Targeting an aspect of Down syndrome
|The protrusion of a neuron without Dscam protein (green) and that of a neuron with an abnormally high level of Dscam protein (red). The protrusions are overlaid on the fruitfly's equivalent of the human spinal cord (blue). Credit: Xin Wang.|
ANN ARBOR (June 5, 2013)—University of Michigan researchers have determined how a gene that is known to be defective in Down syndrome is regulated and how its dysregulation may lead to neurological defects, providing insights into potential therapeutic approaches to an aspect of the syndrome.
Normally, nerve cells called neurons undergo an intense period of extending and branching of neuronal protrusions around the time of birth. During this period, the neurons produce the proteins of the gene called Down syndrome cell-adhesion molecule, or Dscam, at high levels. After this phase, the growth and the levels of protein taper off.
However, in the brains of patients with Down syndrome, epilepsy and several other neurological disorders, the amount of Dscam remains high. The impact of the elevated Dscam amount on how neurons develop is unknown.

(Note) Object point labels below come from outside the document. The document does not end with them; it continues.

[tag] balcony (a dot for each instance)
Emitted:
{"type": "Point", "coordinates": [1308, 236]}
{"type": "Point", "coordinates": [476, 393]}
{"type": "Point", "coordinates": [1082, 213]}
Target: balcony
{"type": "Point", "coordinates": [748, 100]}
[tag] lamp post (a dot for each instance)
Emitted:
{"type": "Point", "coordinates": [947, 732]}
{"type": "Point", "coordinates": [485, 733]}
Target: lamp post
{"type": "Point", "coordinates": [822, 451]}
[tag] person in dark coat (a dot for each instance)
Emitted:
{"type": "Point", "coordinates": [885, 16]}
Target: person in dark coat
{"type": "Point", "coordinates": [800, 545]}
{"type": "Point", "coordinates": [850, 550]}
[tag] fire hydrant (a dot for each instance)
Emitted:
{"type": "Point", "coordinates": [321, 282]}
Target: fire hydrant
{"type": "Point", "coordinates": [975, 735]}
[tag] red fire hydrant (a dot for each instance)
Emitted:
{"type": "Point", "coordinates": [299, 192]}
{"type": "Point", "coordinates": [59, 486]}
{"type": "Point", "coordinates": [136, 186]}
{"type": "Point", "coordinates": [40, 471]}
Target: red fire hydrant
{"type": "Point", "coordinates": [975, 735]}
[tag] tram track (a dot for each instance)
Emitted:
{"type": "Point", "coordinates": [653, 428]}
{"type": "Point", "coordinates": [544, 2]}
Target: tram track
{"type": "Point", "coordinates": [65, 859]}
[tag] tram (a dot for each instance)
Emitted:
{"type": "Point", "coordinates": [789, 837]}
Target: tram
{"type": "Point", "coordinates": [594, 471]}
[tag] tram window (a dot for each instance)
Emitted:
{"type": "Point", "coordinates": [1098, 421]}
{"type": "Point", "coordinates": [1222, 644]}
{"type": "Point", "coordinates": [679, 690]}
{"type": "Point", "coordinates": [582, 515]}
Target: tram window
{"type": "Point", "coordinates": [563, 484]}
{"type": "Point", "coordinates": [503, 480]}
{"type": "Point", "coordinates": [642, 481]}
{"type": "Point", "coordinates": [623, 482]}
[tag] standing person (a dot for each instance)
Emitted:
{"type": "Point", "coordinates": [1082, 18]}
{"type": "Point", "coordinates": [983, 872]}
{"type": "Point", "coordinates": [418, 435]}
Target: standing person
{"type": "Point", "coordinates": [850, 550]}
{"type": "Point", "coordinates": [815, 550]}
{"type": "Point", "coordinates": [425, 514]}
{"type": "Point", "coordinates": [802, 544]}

Bing Ye, a faculty member at U-M's Life Sciences Institute, found that in the fruit fly Drosophila, the amount of Dscam proteins in a neuron determines the size to which a neuron extends its protrusions before it forms connections with other nerve cells. An overproduction of Dscam proteins leads to abnormally large neuronal protrusions.
Ye also identified two molecular pathways that converge to regulate the abundance of Dscam. One, dual leucine zipper kinase (DLK), which is involved in nerve regeneration, promotes the synthesis of Dscam proteins. Another, fragile X mental retardation protein (FMRP), which causes fragile X syndrome when defective, represses Dscam protein synthesis. Because humans share these genes with Drosophila, the DLK-FMRP-Dscam relationship presents a possible target for therapeutic intervention, Ye said.
Many genes are involved in neurological disorders like Down syndrome, and how molecular defects cause the disease is complex.
"But because of the important roles of Dscam in the development of neurons, its related defect is very likely to be an aspect of Down syndrome and it may be an aspect of the syndrome that can be treated," said Ye, an assistant professor in the Department of Cell and Developmental Biology at the U-M Medical School.
Ye's next step is to test the effects of overexpression of Dscam in mice to see how it changes the development of the nervous system and the behavior of the animal.
Down syndrome occurs in about one in 830 newborns; an estimated 250,000 people in the U.S. have the condition, according to the National Library of Medicine's Genetics Home Reference.
Ye's study is scheduled to be published online June 5 in Neuron. Other authors were Jung Hwan Kim, Xin Wang and Rosemary Coolon of the Life Sciences Institute and the Department of Cell and Developmental Biology. The research was supported by the National Institutes of Health, Whitehall Foundation and Pew Scholars Program in the Biological Sciences.